Krewe of ALLA
- Named after: Algiers, Louisiana
- Formation: 1932; 94 years ago
- Type: Coed Carnival Krewe
- Location: Uptown, New Orleans, LA.;
- Website: kreweofalla.net

= Krewe of Alla =

New Orleans carnival krewe (e. 1932)

The Krewe of ALLA is a coed krewe and social organization.

== History and formation ==
The Krewe of ALLA was formed November 1932, and was originally sponsored by the West Side Carnival and Social Club, Inc. In 1978 the Krewe reorganized as the Golden Gryphon Society, Inc. The name ALLA is taken from ALgiers, LA., where the organization was originally formed.

Originally an all-male Krewe, Alla became co-ed in 2014. The Krewe of Alla celebrated their 90th anniversary with 2022's parade.

== Membership ==
Krewe of ALLA accepts membership from all men and women age 16 and older.

== Parade ==

=== Parade themes ===

- 1966 The Land of Oz
- 1967 The Time Machine
- 1968 Monster Mania
- 1969 History of the Dance
- 1970 Dr.
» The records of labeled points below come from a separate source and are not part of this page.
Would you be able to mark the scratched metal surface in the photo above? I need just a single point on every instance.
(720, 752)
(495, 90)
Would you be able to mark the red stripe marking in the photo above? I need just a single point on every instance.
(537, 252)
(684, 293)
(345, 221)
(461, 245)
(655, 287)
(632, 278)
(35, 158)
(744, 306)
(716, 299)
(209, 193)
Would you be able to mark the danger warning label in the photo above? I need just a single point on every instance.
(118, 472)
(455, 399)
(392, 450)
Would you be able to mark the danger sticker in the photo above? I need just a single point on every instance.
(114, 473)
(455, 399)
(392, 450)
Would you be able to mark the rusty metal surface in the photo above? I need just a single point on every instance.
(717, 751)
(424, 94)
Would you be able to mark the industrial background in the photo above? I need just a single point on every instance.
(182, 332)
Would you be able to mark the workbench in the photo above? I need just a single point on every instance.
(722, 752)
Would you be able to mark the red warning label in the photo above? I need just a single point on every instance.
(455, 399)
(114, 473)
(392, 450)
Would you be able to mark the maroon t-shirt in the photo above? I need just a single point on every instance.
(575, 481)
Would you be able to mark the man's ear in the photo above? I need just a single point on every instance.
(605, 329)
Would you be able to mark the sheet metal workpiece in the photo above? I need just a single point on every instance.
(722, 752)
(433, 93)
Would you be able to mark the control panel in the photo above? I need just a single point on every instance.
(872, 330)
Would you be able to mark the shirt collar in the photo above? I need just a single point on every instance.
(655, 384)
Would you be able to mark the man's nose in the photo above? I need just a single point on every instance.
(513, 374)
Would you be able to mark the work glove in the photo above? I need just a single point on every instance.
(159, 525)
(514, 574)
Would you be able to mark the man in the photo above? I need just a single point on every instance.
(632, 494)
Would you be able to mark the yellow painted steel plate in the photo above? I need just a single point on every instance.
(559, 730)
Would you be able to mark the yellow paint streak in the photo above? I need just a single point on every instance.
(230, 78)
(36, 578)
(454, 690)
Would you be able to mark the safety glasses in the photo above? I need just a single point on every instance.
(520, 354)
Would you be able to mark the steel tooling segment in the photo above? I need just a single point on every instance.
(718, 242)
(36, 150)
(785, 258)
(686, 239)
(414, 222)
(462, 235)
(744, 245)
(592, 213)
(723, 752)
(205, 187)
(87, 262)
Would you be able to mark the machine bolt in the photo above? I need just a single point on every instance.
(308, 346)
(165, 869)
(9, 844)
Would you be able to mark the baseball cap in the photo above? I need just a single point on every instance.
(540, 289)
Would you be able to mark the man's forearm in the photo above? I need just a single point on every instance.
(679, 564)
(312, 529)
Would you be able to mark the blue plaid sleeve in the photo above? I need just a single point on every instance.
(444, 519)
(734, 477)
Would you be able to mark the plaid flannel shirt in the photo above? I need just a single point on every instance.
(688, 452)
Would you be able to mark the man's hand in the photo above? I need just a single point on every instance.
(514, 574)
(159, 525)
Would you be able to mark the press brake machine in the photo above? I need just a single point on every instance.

Doolittle
- 1971 Times ● People ● Places
- 1972 Alphabet Soup
- 1973 Little Nemo in Slumberland
- 1974 Childhood Adventures
- 1975 Festivals of Louisiana
- 1976 America on the Water
- 1977 The ALLA Library
- 1978 ALLA's Oriental Adventure
- 1979 Tribute to Jules Verne
- 1980 Once Upon A Time
- 1981 There Were Giants in the Earth in Those Days
- 1982 50 Years of ALLA 1932-1982
- 1983 ALLA in Movieland
- 1984 Louisiana Jambalaya
- 1985 Beauty and the Beast
- 1986 In The Beginning
- 1987 We The People
- 1988 ALLA's Cartoon and Comic Festival
- 1989 The Greatest Show on Earth
- 1990 Don't Touch That Dial
- 1991 ALLA's Aquatic Adventure
- 1992 ALLA 60 Years Young
- 1993 Love Makes the World Go Round
- 1994 Lasting Legends
- 1995 ALLA's Sounds of Music
- 1996 ALLA's Aquatic Adventure
- 1997 A Moment in Time
- 1998 Doing New Orleans
- 1999 Tales of King Arthur
- 2000 It's All Greek to Me
- 2001 Classic Civilizations
- 2002 ALLA's in Wonderland
- 2003 ALLA Salutes the Jazz Walk of Fame
- 2004 ALLA's Masquerade
- 2005 ALLA's Travels Through Middle Earth
- 2006 ALLA's Monster Bash
- 2007 Golden Gryphon Society 75th Anniversary
- 2008 ALLA's Out of This World
- 2009 ALLA Tells Tall Tales
- 2010 ALLA Celebrates Louisiana Sports
- 2011 ALLA's Superfriends
- 2012 ALLA's Astrological Odyssey
- 2013 ALLA Takes Flight
- 2014 ALLA Goes to NOLA
- 2015 Land of the Free & Home of the Brave
- 2016 Salute to American Icons
- 2017 Through the Eyes of a Child
- 2018 ALLA Ask'd For You
- 2019 Are We There Yet?
- 2020 Friday Night Flicks and Fun!
- 2021 No Parade Due to COVID-19
- 2022 ALLA Dives Deep
- 2023 Festing Around the World
- 2024 ALLA's Mythical Menagerie
- 2025 Only A Matter Of Time
- 2026 Shoots for the Stars!

===Royal court===
Krewe of Alla annually present a royal court which includes a king and queen named the Maharajah and the Maharanee.

===Throws===
Trinkets, collectables, masks, and beads tossed by hand from riders of the floats are called throws. Collectible throws from Krewe of ALLA include custom beads, doubloons, footballs, frisbees, and foam swords.

Krewe of ALLA is known for their hand decorated genie lamps, their signature throw.